Wenn es sich partout nicht vermeiden lässt, verbringt man Zeit in einem Waggon der Deutschen Bahn – sofern nicht der komplette Zug wegen betriebsbedingter Störungen ausfällt oder so verspätet bereitgestellt wird, dass man seinen Ärger längst zu überhöhten Preisen an einer Bar in Bahnhofsnähe ertränkt.

Was das Verhältnis zu dieser Form der Fortbewegung darüber hinaus immer wieder stört, ist der den Triebwagen innewohnende, geradezu unglaubliche Geruch.

Wiewohl es heutzutage durchaus üblich ist, die olfaktorische Wahrnehmung der Kundschaft durch angenehme Dufterlebnisse so zu beeindrucken, dass sich die Menschen wohlfühlen und, günstigstenfalls, mehr Umsatz generieren, geht die Deutsche Bahn hier einen sehr unkonventionellen Weg.


Mir ist nicht bekannt, wie sich die Situation in den Zügen anderer Bundesländer darstellt, da ich auch diese im Allgemeinen strikt zu vermeiden trachte, aber in Schleswig-Holstein ist seit Jahrzehnten Stallgeruch Duft der Saison. Genaugenommen aller Saisons. Im Sommer stickig und betäubend, im Winter abgestanden und beißend, in Frühjahr und Herbst in umgekehrter Reihenfolge. Und zwar mit Lüftung und auch ohne. Es riecht unaufhörlich nach etwas, das wir nie im Leben äßen, wären wir einigermaßen bei Trost: Nach Rindvieh. Genauer gesagt nach Rindviehtransport. In den Wagen für die Personenbeförderung.

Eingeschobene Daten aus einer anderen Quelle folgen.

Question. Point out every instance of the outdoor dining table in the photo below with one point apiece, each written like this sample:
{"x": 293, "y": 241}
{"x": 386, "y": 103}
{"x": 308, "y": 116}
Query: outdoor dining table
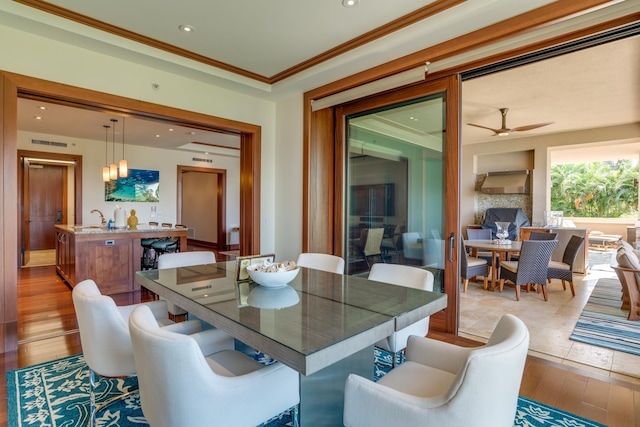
{"x": 500, "y": 251}
{"x": 325, "y": 327}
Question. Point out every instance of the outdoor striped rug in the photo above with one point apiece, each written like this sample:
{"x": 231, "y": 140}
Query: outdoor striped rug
{"x": 602, "y": 322}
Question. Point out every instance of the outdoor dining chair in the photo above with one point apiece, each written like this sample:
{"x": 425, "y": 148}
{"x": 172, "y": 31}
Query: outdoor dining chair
{"x": 531, "y": 268}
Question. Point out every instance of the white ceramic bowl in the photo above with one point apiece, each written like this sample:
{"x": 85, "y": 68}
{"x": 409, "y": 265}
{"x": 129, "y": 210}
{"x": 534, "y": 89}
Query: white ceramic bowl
{"x": 275, "y": 279}
{"x": 275, "y": 298}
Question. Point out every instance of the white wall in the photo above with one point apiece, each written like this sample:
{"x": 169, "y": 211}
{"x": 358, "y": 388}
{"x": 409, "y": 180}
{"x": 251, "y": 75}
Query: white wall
{"x": 288, "y": 178}
{"x": 165, "y": 161}
{"x": 44, "y": 58}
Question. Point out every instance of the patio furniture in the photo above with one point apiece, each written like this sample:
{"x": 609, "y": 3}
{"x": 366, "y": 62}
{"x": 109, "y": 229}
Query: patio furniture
{"x": 515, "y": 216}
{"x": 563, "y": 270}
{"x": 472, "y": 267}
{"x": 531, "y": 268}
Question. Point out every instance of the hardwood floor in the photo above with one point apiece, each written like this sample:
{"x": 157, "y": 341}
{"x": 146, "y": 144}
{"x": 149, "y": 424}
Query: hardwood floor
{"x": 48, "y": 330}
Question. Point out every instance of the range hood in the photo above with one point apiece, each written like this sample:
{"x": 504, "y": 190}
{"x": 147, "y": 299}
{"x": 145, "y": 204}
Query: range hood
{"x": 509, "y": 182}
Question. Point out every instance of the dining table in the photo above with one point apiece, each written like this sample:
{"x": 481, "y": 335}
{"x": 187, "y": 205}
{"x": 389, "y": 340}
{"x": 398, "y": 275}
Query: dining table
{"x": 501, "y": 251}
{"x": 323, "y": 325}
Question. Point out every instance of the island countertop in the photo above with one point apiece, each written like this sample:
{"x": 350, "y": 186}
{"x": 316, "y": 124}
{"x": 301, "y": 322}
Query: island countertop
{"x": 97, "y": 229}
{"x": 110, "y": 257}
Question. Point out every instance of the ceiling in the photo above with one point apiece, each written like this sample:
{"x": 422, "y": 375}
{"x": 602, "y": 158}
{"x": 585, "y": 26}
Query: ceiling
{"x": 592, "y": 88}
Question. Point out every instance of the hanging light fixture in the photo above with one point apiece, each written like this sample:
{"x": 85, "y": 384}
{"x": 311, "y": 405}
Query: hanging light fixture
{"x": 105, "y": 169}
{"x": 113, "y": 168}
{"x": 123, "y": 169}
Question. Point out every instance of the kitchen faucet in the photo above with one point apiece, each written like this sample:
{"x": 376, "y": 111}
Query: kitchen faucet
{"x": 102, "y": 220}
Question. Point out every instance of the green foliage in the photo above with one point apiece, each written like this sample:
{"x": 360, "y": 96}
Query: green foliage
{"x": 596, "y": 190}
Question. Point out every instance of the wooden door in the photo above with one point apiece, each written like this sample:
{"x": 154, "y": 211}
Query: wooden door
{"x": 45, "y": 199}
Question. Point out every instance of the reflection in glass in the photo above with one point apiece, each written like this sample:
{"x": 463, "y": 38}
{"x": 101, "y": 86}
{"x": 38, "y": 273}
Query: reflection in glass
{"x": 395, "y": 186}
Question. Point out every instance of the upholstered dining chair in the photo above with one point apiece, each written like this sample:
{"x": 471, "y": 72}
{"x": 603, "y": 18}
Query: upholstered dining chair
{"x": 483, "y": 234}
{"x": 541, "y": 235}
{"x": 320, "y": 261}
{"x": 104, "y": 335}
{"x": 471, "y": 267}
{"x": 563, "y": 270}
{"x": 199, "y": 381}
{"x": 183, "y": 259}
{"x": 531, "y": 268}
{"x": 372, "y": 244}
{"x": 440, "y": 384}
{"x": 411, "y": 277}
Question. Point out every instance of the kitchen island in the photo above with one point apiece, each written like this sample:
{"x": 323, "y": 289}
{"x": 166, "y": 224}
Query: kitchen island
{"x": 110, "y": 257}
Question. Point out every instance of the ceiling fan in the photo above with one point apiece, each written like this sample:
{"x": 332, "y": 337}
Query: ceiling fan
{"x": 504, "y": 130}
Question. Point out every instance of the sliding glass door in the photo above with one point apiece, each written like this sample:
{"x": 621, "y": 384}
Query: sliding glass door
{"x": 400, "y": 182}
{"x": 395, "y": 180}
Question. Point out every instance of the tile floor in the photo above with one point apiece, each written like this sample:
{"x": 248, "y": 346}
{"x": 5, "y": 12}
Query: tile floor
{"x": 550, "y": 323}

Das mag insofern nicht weiter verwunderlich sein, als das Unternehmen Bahn die Gewichtsmasse aller Fahrgäste eines Zuges als Fleischgewicht bezeichnet.


„Fleischgewicht ist die addierte Masse aller Fahrgäste in einem Zug.“ Das ist offizieller Bahnwortschatz.

„Fleischgewicht ist die Masse an verzehrbarem Fleisch, die von einem Tier gewonnen werden kann.“ Das ist offizieller Schlachthofwortschatz.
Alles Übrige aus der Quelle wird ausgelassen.